Author: Scott Nicholson
Publication: Haunted Computer Books (December 30, 2009)
Description: For 13-year-old Ronnie Day, life is full of problems: Mom and Dad have separated, his brother Tim is a constant pest, Melanie Ward either loves him or hates him, and Jesus Christ won't stay in his heart. Plus he has to walk past the red church every day, where the Bell Monster hides with its wings and claws and livers for eyes. But the biggest problem is that Archer McFall is the new preacher at the church, and Mom wants Ronnie to attend midnight services with her.
Sheriff Frank Littlefield hates the red church for a different reason. His little brother died in a freak accident at the church twenty years ago, and now Frank is starting to see his brother's ghost. And the ghost keeps demanding, "Free me." People are dying in Whispering Pines, and the murders coincide with McFall's return.
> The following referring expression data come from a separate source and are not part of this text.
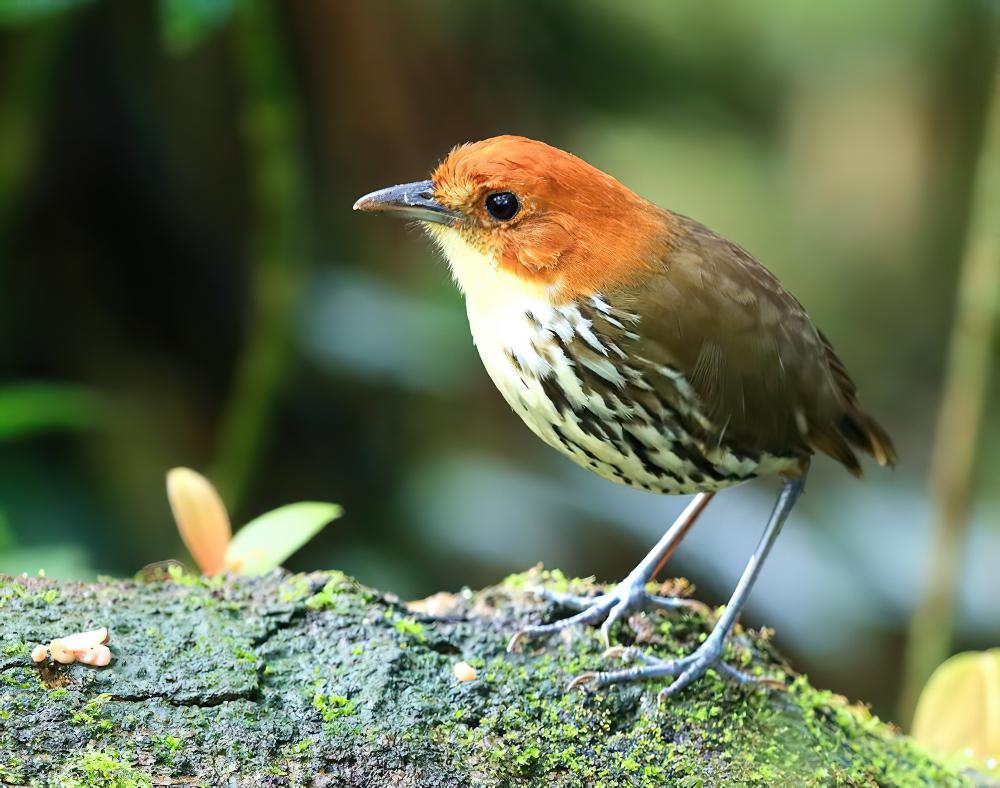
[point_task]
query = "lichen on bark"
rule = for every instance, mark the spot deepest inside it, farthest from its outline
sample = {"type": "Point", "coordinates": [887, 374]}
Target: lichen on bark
{"type": "Point", "coordinates": [315, 679]}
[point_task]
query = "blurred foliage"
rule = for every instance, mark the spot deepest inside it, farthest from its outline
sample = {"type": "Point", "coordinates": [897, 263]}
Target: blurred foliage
{"type": "Point", "coordinates": [176, 241]}
{"type": "Point", "coordinates": [185, 23]}
{"type": "Point", "coordinates": [30, 408]}
{"type": "Point", "coordinates": [958, 711]}
{"type": "Point", "coordinates": [261, 545]}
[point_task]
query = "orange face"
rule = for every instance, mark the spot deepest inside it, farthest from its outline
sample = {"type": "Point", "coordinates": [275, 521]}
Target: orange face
{"type": "Point", "coordinates": [547, 216]}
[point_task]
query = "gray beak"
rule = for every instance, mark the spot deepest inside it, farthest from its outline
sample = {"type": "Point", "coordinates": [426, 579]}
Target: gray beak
{"type": "Point", "coordinates": [410, 200]}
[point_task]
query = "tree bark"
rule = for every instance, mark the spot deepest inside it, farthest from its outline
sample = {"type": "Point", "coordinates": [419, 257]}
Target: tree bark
{"type": "Point", "coordinates": [315, 679]}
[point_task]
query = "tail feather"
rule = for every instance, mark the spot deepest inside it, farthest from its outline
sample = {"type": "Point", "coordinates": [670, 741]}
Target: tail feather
{"type": "Point", "coordinates": [855, 429]}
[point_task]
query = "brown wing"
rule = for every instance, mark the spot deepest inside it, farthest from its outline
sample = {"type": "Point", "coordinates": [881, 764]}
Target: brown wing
{"type": "Point", "coordinates": [767, 379]}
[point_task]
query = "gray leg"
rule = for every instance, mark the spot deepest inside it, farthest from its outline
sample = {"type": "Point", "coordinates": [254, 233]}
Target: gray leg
{"type": "Point", "coordinates": [709, 654]}
{"type": "Point", "coordinates": [630, 594]}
The Days, the Littlefields, and the McFalls are descendants of the original families that settled the rural Appalachian community. Those old families share a secret of betrayal and guilt, and McFall wants his congregation to prove its faith. Because he believes he is the Second Son of God, and that the cleansing of sin must be done in blood.
"Sacrifice is the currency of God," McFall preaches, and unless Frank and Ronnie stop him, everybody pays.
Burial to Follow
Author: Scott Nicholson
Publication: Haunted Computer Books (December 22, 2009)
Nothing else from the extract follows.